Whatever--the fact remains that there is not a preloader in the company that can load nearly 3K pkgs on to 6.5 cars in 4 hours. That works out to 12.5 pkgs per minute. The math doesn't lie.
I can tell you have seen the mall truck when Josh is done! All kidding aside, that is what I was told by the trustee of our local who happens to be a driver that was on the other side of the 6.5 that Katie had to load. I am not saying they didn't receive help, but it was the set-up that morning. And as a former preloader who worked with the current sups, I am not surprised. One girl smaller than me moved up to metro. She had to have her wrists rebuilt. Her last day before she went out on comp, she was at the head of the belt with 6 trucks. The first one was a special for buy-you shoes. 86 boxes bigger than she was weighing '68' lbs( yeah, right!) each. There were 86 pcs. We didn't have a a splitter that day, either.The first truck on the other side of the belt was equal with her 4th truck because of the DA area. So, the guy(6'2 and 220, 4 trucks) couldnt help much splitting. That is our management team. But, I'm sure Upstate will say I'm BS'ing on that, too.12.5 per minute is easy if you never set foot in the package car and just fling everything towards the general area of whatever shelf the PAL label says to put it on.

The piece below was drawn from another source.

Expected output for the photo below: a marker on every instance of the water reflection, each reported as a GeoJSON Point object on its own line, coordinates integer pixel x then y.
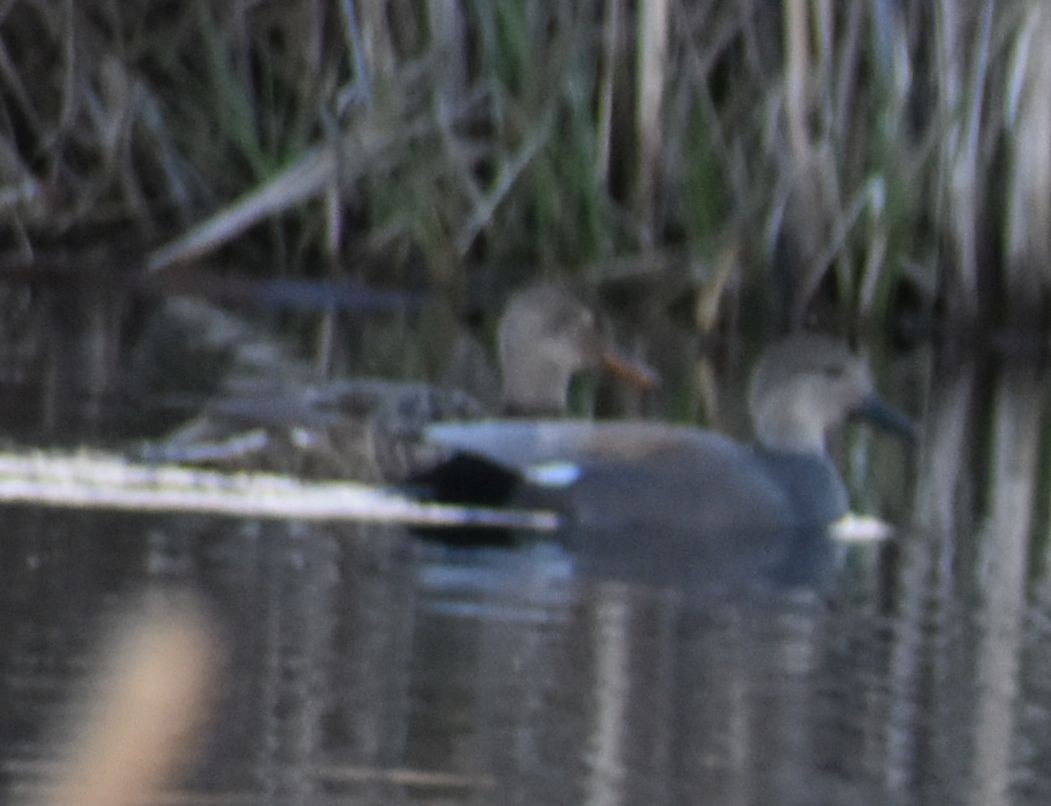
{"type": "Point", "coordinates": [367, 665]}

The very first thing I would have done when I got on the belt and saw that pkg was to take it right back out and send it down for a re-wrap. There is no way that the consignee would have seen that pkg nor would I have attempted delivery.
I have delivered some banged up packages before but that is ridiculous. If that was my customer he would have never saw that (from me at least).
I sheeted the package as "missed" and brought it back that night for rewrap. I never intended to deliver it in that condition; the frustrating part for me was having to deal with it and work around it all morning. The car was too full for me to get to it before I left, so I had no choice but to lug it around and fight with it until I had room under a shelf.
These add/cuts that don't find their proper cars should absolutely be on the loader. If the shelves were loaded even remotely adequate, these packages can be found and routed to right car. Smalls that are assigned a 8500 or above HIN that are so carelessly thrown onto shelf they are now in the 4700 area. It seems the only time my loader does the right thing by covering an 8000 sec irreg with a RDL or FL4, the pkg should have been moved. Otherwise I'm sliding it around for an hour or 2.
As for out of syncs or flips, the loaders are instructed to check every 10 packages for PAL/ address label match. So my truck with an avg of 250 pieces should have 25 packages checked. I can see how this can easily become 10 or lower.
To answer the OP's question, the loader does not get in trouble for misloads(off routes), once it's on the truck it is now the driver's problem.